Timbuktu tomb destroyers pulverise the history of Islam in Africa
The al Qaeda-linked Islamist fighters who have used pick-axes, shovels and hammers to shatter earthen tombs and shrines of local saints in Mali’s fabled desert city of Timbuktu say they are defending the purity of their faith against idol worship.
But historians say their campaign of destruction in the UNESCO-listed city is pulverising part of the history of Islam in Africa, which includes a centuries-old message of tolerance.
“They are striking at the heart of what Timbuktu stands for … Mali and the world are losing a lot,” Souleymane Bachir Diagne, a professor at New York’s Columbia University and an expert on Islamic philosophy in Africa, told Reuters.
Over the last three days, Islamists of the Ansar Dine rebel group which in April seized Mali’s north along with Tuareg separatists destroyed at least eight Timbuktu mausoleums and several tombs, centuries-old shrines reflecting the local Sufi version of Islam in what is known as the “City of 333 Saints”.
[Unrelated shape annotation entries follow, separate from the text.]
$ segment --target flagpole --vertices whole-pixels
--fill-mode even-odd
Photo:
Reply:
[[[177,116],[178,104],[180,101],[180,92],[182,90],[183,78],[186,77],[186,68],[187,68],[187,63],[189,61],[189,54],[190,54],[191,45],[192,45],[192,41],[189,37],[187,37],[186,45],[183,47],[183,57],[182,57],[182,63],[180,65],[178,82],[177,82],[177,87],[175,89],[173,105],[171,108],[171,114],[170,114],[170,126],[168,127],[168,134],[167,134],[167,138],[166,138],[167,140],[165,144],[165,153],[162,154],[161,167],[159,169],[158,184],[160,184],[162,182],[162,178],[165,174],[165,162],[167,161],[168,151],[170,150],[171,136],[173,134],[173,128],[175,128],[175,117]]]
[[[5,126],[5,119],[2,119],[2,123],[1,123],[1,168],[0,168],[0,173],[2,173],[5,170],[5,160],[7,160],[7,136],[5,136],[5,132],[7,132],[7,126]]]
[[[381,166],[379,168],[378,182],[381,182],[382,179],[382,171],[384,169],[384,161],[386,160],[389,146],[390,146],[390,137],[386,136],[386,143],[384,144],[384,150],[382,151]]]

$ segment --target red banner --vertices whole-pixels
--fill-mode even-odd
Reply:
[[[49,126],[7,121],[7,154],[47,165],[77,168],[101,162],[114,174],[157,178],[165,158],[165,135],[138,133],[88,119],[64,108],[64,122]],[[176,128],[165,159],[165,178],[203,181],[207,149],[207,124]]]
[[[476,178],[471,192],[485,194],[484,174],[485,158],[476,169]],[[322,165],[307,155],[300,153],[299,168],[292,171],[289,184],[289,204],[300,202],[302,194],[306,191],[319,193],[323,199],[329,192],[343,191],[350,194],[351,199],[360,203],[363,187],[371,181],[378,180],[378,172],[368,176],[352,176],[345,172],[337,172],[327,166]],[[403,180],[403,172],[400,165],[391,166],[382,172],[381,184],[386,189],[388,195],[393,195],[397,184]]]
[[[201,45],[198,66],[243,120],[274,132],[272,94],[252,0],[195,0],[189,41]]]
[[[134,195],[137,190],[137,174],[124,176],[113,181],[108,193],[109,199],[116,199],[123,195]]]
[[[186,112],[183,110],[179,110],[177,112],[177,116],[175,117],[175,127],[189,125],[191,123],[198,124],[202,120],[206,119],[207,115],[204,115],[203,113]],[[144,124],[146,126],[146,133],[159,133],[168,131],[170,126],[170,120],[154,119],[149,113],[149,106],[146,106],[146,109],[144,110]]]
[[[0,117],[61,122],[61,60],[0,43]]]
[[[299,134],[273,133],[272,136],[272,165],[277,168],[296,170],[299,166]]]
For centuries in Timbuktu, an ancient Saharan trading depot for salt, gold and slaves which developed into a famous seat of Islamic learning and survived occupations by Tuareg, Bambara, Moroccan and French invaders, local people have worshipped at the shrines, seeking the intercession of the holy individuals.
This kind of popular Sufi tradition of worship is anathema to Islamists like the Ansar Dine fighters – Defenders of the Faith – who adhere to Salafism, which is linked to the Wahhabi puritanical branch of Sunni Islam found in Saudi Arabia.
“A Salafi would say that creating a culture of saints is akin to idol-worshipping,” Diagne said. Unlike Christianity, where the clergy formally confers sainthood, the veneration of “saints” in various, non-Wahhabi, strands of Islam largely arises from popular reverence for pious historical figures.